I’m always remarked after losing my partner or when I’m aware that shes beginning to monkey branch because she just can’t do healthy. The flashes of utter panic. The nausea that keeps me from eating. The moment to moment sensation of something being wrong. The random, sudden awakenings in the middle of the night, alone, in the dark as the weight of loss presses against my chest so hard I feel like the entire room is trying to squish me out of existence. That terrible struggle not to pick up the phone and face-time her, is called; “Primal Panic”. These terrible sensations are a set of hormones we evolved to keep our loved ones close. Before we invented the telephone and GPS, it was a safety mechanism built into our foundation to keep us close to our family. The overwhelming dread of loss, of losing our lives, of loosing our family or partner’s life, it’s what gives us cohesion. That terrible, constant, sensation of electricity and ice cold water in my soul was designed to make me rush back to her, and I know that. Still I’m always remarked when it happens.
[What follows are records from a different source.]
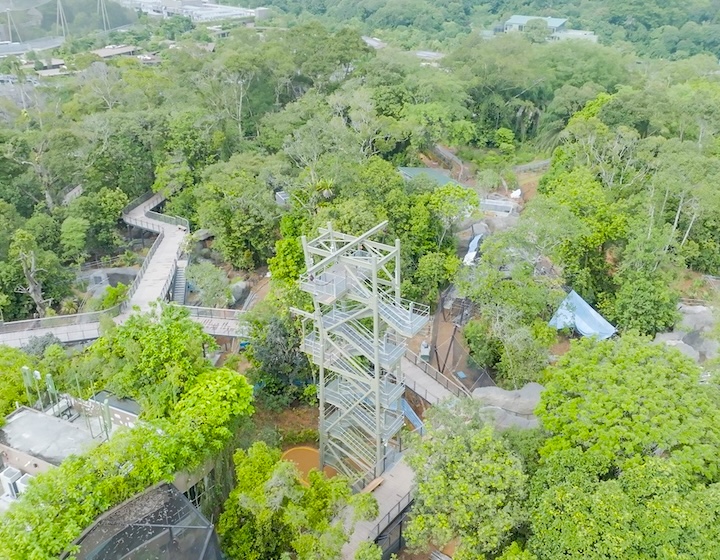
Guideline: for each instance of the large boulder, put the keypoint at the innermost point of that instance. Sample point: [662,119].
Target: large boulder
[521,402]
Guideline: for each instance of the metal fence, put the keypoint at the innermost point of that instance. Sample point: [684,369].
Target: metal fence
[446,382]
[214,313]
[390,516]
[59,321]
[143,268]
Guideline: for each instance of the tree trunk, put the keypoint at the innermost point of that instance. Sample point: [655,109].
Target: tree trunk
[687,231]
[34,287]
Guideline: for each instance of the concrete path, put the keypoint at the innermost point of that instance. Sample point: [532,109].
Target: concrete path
[153,285]
[161,270]
[421,383]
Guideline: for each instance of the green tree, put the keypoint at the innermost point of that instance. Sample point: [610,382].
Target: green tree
[12,390]
[73,238]
[240,211]
[133,459]
[280,368]
[470,485]
[271,514]
[153,357]
[211,282]
[623,400]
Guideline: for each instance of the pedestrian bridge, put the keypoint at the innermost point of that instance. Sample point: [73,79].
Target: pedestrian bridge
[153,281]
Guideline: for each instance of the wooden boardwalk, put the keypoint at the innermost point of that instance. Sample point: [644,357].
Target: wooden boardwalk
[422,384]
[392,495]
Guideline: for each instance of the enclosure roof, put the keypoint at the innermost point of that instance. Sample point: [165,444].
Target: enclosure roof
[576,313]
[160,523]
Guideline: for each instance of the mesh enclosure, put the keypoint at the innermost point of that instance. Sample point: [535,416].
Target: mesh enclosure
[159,524]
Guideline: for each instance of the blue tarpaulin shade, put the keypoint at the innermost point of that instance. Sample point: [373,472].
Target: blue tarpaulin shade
[576,313]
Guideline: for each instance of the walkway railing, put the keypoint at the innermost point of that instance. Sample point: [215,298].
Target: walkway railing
[447,383]
[383,524]
[143,268]
[94,316]
[214,313]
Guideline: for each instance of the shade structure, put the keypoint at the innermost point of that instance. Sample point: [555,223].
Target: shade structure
[574,312]
[159,524]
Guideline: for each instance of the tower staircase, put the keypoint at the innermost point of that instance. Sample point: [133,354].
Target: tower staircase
[356,335]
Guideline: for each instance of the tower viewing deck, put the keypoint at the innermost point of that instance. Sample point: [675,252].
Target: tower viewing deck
[356,335]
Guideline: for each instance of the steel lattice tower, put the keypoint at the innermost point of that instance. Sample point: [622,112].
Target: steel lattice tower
[356,335]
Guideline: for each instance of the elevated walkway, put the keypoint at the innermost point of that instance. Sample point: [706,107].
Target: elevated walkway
[152,282]
[393,496]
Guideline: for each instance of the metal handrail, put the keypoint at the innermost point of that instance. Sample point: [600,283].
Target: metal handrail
[381,525]
[447,383]
[214,312]
[94,316]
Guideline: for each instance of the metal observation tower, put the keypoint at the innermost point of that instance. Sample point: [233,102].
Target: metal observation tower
[356,335]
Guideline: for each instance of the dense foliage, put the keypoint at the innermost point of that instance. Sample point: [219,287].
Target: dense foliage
[624,466]
[663,29]
[480,505]
[61,503]
[271,513]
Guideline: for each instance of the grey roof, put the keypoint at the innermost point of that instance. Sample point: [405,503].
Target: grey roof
[522,20]
[160,524]
[126,405]
[44,436]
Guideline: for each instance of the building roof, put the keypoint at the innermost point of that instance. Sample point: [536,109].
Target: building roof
[160,523]
[575,312]
[438,175]
[44,436]
[115,50]
[374,42]
[126,405]
[523,20]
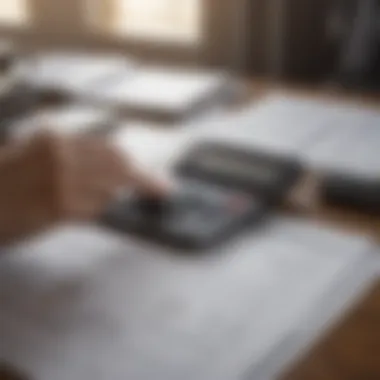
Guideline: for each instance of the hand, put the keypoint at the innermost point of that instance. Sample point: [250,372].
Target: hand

I’m sure to the uninitiated this would seem like something I am in control of. After all, don’t we choose who we love? Yes, to a degree. But we don’t choose who loves us or what their past looks like.

I know its not my fault when she cheats, blaming me for not fulfilling an attachment wound inflicted on her when her parents left her at grandma’s house and never came back for her.

I know its not my fault when she cheats because she comes from an enmeshed, lower income family whose culture doesn’t believe in seeking help. The type that thinks when your ex, or your father hits you, its only because they love you so much.

I know its not my fault when she cheats because the relationship continuing would necessitate she confront her multiple childhood assaults and get into therapy, only for her to flee the relationship for something less functional and therefore, more comfortable.

I know its not my fault when she’s distant and preoccupied then suddenly needs to take a work trip across the united states disappearing for a few days: “Oh, sorry I missed your call. I fell asleep.”

This is what fearful-avoidant’s do when they’ve had to much health for too long. Like a rubber-band being stretched to its breaking point, its the psychological equivalent of a snap back to a neutral point.

Even though I’m conscious of all of this, I have a habit of diving deep into psychological literature longer than I should after these relationships. They say taking time to heal is important but even after years, I’m still preoccupied enough that it often gives the next relationship a rocky start. I’ve had multiple partners think that I was still pining away for the last girl when in reality, I am desperate to understand what it is that I do that attracts partners on a very similar path. I’ve had more than a few mentors try to boil it down to me not believing I’m worth more. That pop-psychology notion is immediately dispelled when my mental health support asks me to observe and write down my “repeating” thoughts. I am very conscious of the space I inhabit. I am very aware of the breadth and width of my capacities and limitations. This isn’t the result of low self esteem or unprocessed childhood trauma as much as it is the inconvenient truth of the forces at play wholly outside of our control. That’s typically when I’m told I’d probably love becoming a therapist.

No thanks, I think I’ll stay the struggling artist and science-fiction writer. I think it will read better on the tombstone someday.